Yes, it was part of a college project. It won the Kerry Film Festival and it won awards in the Welsh Film Festival and a few more bits and pieces. I suppose now I have more knowledge of what I could have done with the film, in terms of putting it out there. But I was very reluctant to go near the Film Board, because I just… I felt I wasn’t good enough. I suppose in hindsight I should have probably taken it to the Film Board, because it did capture an audience. But even with Pilgrim Hill, you know when I took it to the Film Board I took it to them in December. I was so nervous because if they say it’s good, mentally, it’s kind of a stamp of approval. It’s a good film if they like it. So I took it to them and Andrew Meehan told me they wanted to get behind it. I just said to him that I had two dreams when I was making the film. One, that the Film Board would acknowledge it as a film and that they would think it was good. And two, that it would premier at the Galway Film Fleadh. So then I just rang Gar O’Brien [programmer of the Fleadh] and said, ‘Look I have this film I shot for €4,500. I know when you hear that, you’ll think it’s probably going to be a ball of shit, but I want you to see it and it’s a dream of mine that it would premier in Galway.’ And he said to me to send it on. I told him that it’s a film you need to see on a big screen and I asked him when he was in Dublin again. He was going to a concert in Dublin at the start of April so I asked him to be at the Light House Cinema at 10 o’clock in the morning. He came with Miriam [Allen, MD of the Fleadh] and Gar and they actually gave me a standing ovation and a clap afterwards. It was a bit weird. Because it was only myself and them in the cinema. But it was just brilliant. After all the hard work and all the tipping and tapping. It all paid off in the end. It was huge for me.
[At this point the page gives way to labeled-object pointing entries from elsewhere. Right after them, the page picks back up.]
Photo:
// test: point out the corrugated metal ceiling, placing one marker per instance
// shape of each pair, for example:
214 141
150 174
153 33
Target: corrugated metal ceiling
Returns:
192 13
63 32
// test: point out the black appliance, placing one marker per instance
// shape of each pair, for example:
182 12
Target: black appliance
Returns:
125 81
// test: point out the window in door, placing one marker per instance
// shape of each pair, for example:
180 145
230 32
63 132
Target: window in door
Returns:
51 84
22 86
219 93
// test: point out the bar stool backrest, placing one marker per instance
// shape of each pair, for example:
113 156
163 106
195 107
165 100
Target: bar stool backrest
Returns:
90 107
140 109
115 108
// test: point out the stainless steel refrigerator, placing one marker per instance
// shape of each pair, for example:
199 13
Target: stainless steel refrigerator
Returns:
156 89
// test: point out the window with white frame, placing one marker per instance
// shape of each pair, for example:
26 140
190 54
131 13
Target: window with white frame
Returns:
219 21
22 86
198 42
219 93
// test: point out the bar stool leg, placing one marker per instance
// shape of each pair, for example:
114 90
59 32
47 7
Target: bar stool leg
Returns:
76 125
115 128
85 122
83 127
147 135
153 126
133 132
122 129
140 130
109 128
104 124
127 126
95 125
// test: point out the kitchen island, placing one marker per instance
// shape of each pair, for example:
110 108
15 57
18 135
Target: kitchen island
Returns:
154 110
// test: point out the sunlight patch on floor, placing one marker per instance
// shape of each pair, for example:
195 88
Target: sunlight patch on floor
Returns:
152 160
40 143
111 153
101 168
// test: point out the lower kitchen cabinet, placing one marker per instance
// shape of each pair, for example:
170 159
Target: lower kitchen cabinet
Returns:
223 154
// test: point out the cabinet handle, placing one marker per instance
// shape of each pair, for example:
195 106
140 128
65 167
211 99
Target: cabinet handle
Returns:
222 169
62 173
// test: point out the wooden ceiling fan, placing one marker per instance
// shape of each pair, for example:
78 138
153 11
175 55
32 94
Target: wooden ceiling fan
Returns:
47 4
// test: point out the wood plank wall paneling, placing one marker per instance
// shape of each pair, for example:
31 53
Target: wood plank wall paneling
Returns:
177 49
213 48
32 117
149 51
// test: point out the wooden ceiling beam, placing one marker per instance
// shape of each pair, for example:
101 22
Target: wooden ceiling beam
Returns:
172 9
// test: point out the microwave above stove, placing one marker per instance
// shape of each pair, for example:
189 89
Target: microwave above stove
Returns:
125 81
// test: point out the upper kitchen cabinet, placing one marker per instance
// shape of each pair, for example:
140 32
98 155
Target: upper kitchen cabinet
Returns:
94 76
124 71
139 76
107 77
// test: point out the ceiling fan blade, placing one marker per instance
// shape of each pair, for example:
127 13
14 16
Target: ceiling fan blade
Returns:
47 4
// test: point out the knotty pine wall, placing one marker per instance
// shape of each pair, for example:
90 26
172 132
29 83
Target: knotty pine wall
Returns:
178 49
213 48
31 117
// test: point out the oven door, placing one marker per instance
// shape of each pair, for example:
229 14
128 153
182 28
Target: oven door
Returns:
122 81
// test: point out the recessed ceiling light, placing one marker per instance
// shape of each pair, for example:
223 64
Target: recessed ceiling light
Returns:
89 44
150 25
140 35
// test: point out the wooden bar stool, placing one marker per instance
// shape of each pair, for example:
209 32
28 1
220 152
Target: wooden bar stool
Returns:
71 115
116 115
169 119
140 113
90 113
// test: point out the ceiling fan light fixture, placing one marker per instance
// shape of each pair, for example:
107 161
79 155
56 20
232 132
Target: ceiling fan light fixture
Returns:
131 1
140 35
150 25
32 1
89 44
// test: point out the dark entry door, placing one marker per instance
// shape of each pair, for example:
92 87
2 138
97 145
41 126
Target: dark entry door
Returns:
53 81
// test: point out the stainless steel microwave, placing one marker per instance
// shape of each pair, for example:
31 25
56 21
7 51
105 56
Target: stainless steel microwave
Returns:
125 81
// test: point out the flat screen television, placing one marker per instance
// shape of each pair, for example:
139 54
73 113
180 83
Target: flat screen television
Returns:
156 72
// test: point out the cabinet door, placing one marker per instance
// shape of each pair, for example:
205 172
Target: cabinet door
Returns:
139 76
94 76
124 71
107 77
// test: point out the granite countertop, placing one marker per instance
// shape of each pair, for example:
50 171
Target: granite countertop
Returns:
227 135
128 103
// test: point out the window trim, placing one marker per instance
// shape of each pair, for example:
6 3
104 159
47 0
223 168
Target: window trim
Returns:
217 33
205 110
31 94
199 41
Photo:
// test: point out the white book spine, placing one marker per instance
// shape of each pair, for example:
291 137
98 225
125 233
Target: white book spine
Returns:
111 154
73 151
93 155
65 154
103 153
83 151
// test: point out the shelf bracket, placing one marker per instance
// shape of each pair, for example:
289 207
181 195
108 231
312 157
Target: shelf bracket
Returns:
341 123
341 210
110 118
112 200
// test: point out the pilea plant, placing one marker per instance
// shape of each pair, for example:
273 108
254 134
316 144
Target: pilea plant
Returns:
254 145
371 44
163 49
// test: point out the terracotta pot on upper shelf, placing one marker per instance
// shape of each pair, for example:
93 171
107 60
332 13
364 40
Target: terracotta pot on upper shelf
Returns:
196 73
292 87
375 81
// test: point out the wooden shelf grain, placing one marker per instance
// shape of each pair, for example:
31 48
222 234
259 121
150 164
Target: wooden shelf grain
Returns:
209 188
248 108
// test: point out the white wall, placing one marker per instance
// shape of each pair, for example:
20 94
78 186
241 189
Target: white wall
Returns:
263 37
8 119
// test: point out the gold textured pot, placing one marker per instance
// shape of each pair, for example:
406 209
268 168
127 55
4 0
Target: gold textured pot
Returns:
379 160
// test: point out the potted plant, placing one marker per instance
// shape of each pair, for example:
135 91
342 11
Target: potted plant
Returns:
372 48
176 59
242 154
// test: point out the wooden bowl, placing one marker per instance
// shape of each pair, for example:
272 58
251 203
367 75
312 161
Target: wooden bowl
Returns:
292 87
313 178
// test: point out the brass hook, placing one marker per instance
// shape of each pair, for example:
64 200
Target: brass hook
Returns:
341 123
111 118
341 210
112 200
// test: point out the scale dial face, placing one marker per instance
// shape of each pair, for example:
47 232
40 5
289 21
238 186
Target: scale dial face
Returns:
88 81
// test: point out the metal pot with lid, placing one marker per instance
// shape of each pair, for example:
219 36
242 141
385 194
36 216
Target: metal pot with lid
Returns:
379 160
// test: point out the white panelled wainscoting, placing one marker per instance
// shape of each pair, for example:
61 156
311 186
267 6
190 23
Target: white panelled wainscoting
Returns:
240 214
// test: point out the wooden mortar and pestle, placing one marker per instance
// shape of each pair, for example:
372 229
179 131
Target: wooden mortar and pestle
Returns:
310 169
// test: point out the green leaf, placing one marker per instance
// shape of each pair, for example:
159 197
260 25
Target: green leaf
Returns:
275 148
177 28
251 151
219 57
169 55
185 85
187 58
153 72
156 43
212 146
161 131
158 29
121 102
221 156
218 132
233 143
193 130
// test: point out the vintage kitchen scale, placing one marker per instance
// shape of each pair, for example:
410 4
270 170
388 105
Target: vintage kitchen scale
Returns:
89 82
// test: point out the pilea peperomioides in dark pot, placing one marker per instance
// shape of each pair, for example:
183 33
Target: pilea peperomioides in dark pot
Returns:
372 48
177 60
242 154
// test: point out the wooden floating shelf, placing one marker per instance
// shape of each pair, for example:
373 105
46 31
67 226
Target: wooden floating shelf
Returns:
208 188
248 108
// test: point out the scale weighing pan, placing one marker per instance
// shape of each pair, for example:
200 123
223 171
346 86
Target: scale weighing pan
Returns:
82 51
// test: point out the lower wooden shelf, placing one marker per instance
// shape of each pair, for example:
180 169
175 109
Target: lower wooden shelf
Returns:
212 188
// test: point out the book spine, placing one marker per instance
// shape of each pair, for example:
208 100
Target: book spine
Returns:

And how did you get your film screened in the Light House?                                                                                                     

I just walked in. I work next door in Brown Bag Films. I just walked in, asked to speak to the manager and said I had a film to show to the Galway Film Fleadh committee. He said they’d do it for X amount. And I said I only had half of that and he agreed. They are brilliant. It’s a brilliant facility.


So you chanced your arm.

Well, as my mother says, a dumb priest never got a parish. You’ve got to ask. That’s my approach to everything. The worst they can say is no. Just recently, I was told that the Film Board will be helping with completion of the film. They really love it and are delighted to get behind it. Andrew Meehan, Sarah Dillion, Patrick O’ Neill and Emma Scott have all been fantastic and I have to thank them for all their support.


So what do you do at Brown Bag?                                                                                                                                                         

I’m working on a Disney show at the moment. I’ve created an adult animated comedy that they really like. And that has been commissioned for 10 episodes. We hope to go into production in August with that. Brown Bag have been very good to me, Darragh O’ Connell and Cathal Gaffney especially.


Do you have a particular writing style or approach?

I will be honest with you. Pilgrim Hill and that type of film is not my style in one sense. But I had such a personal approach to that. Generally my style would be very much out there in terms of dialogue. I would be a huge fan of Quentin Tarantino’s dialogue and Martin McDonagh’s dialogue. I wanted to make Pilgrim Hill because I wanted to learn. I wanted to do a small project that I knew I could do well. A project that was personal to me. So that’s kind of… Look, that was the approach. I am a farmer’s son from north Kerry on a small farm. I am just somebody who likes to tell stories and that’s it. That’s all.


Pilgrim Hill is screening in selected cinemas now.